The cash flow statement is the newest of the three financial statements; companies have only been required to furnish investors with it since 1988. The cash flow statement is similar to the income statement, except that it dispenses with some of the abstract items found on the income statement (such as depreciation) and focuses on actual cash. Most of the information found on the cash flow statement is contained in either the income statement or the balance sheet, but here it is organized in such a way that it is difficult for companies to use accounting tricks to obscure the facts. The cash flow statement is broken down into three parts:
Cash Flows from Operating Activities
Here you'll find how much money the company received from its actual business operations. This does not include cash received from other sources, such as investments. To calculate the cash flow from operating activities, the company starts with net income (from the income statement), then adds back in any depreciation expenses, deferred taxes, accounts payable and accounts receivables, and one-time charges.
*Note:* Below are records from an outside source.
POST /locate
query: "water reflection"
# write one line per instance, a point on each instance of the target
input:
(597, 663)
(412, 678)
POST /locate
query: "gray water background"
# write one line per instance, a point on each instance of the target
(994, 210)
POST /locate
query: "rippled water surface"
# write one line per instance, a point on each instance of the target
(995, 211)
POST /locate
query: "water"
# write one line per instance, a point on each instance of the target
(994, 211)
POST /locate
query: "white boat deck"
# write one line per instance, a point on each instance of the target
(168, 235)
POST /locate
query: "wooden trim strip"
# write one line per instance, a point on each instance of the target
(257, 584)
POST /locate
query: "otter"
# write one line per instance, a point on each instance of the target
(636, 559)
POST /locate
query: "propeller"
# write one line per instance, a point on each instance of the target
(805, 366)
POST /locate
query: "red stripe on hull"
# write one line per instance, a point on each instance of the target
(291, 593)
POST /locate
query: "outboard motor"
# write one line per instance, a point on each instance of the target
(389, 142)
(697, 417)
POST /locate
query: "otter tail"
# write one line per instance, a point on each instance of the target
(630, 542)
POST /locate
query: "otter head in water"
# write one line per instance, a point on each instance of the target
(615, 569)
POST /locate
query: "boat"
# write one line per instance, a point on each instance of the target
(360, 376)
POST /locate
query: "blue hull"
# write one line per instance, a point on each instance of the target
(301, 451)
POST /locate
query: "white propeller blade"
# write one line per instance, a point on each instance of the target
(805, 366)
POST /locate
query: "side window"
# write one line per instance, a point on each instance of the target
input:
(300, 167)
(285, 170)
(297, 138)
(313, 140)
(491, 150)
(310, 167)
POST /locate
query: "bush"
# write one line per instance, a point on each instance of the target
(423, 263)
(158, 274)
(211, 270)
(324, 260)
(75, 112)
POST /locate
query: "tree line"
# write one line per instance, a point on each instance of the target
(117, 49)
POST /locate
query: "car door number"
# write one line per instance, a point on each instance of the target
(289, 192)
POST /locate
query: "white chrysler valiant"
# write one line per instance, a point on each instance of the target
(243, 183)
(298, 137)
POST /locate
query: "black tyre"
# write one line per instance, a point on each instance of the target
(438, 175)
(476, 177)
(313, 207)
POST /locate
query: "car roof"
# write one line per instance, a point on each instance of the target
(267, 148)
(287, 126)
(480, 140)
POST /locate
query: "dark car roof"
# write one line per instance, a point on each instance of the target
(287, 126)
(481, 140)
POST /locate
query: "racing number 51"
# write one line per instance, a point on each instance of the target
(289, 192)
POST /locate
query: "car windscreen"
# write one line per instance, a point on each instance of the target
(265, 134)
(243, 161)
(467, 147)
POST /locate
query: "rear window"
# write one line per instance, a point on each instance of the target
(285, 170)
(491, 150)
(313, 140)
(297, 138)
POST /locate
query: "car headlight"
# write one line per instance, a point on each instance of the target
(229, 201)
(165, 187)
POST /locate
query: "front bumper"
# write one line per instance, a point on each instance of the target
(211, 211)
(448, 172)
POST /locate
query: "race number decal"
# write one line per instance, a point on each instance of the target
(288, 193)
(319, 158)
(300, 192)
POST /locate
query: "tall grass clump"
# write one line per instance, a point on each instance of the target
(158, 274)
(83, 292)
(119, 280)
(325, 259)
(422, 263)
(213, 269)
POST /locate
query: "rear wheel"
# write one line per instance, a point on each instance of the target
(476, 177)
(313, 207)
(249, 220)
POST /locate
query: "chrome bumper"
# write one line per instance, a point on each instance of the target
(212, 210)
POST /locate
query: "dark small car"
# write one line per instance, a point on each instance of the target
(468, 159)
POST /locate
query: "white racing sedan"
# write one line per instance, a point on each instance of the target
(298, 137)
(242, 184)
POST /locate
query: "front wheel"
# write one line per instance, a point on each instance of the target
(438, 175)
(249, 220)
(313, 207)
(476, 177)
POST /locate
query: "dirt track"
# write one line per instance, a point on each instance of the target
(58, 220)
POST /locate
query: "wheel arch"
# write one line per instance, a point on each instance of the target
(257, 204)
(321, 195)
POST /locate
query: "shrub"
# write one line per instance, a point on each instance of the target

Cash Flows from Investing Activities
This section shows how much money the company has received (or lost) from its investing activities. It includes money that the company has made (or lost) by investing its excess cash in different investments (stocks, bonds, etc.), money the company has made (or lost) from buying or selling subsidiaries, and all the money the company has spent on its physical property, such as plants and equipment.
Cash Flow from Financing Activities
This is where the company reports the money that it took in and paid out in order to finance its activities. In other words, it calculates how much money the company spent or received from its stocks and bonds. This includes any dividend payments that the company made to its shareholders, any money that it made by selling new shares of stock to the public, any money it spent buying back shares of its stock from the public, any money it borrowed, and any money it used to repay money it had previously borrowed.
Free Cash Flow
While free cash flow doesn't receive as much publicity as earnings do, it is considered by some experts to be a better indicator of a company's bottom line. Free cash flow is the amount of cash that a company has left over after it has paid all of its expenses, including investments. Whereas earnings reports are subject to a number of different accounting tricks which can artificially boost the bottom line, free cash flow is not. It is quite possible, for example, for a company to have positive earnings and negative free cash flow. Negative free cash flow is not necessarily an indication of a bad company, however; many young companies tend to put a lot of their cash into investments, which diminishes their free cash flow. But if a company is spending so much cash, you should probably be investigating why it is doing so and what sort of returns it is earning on its investments.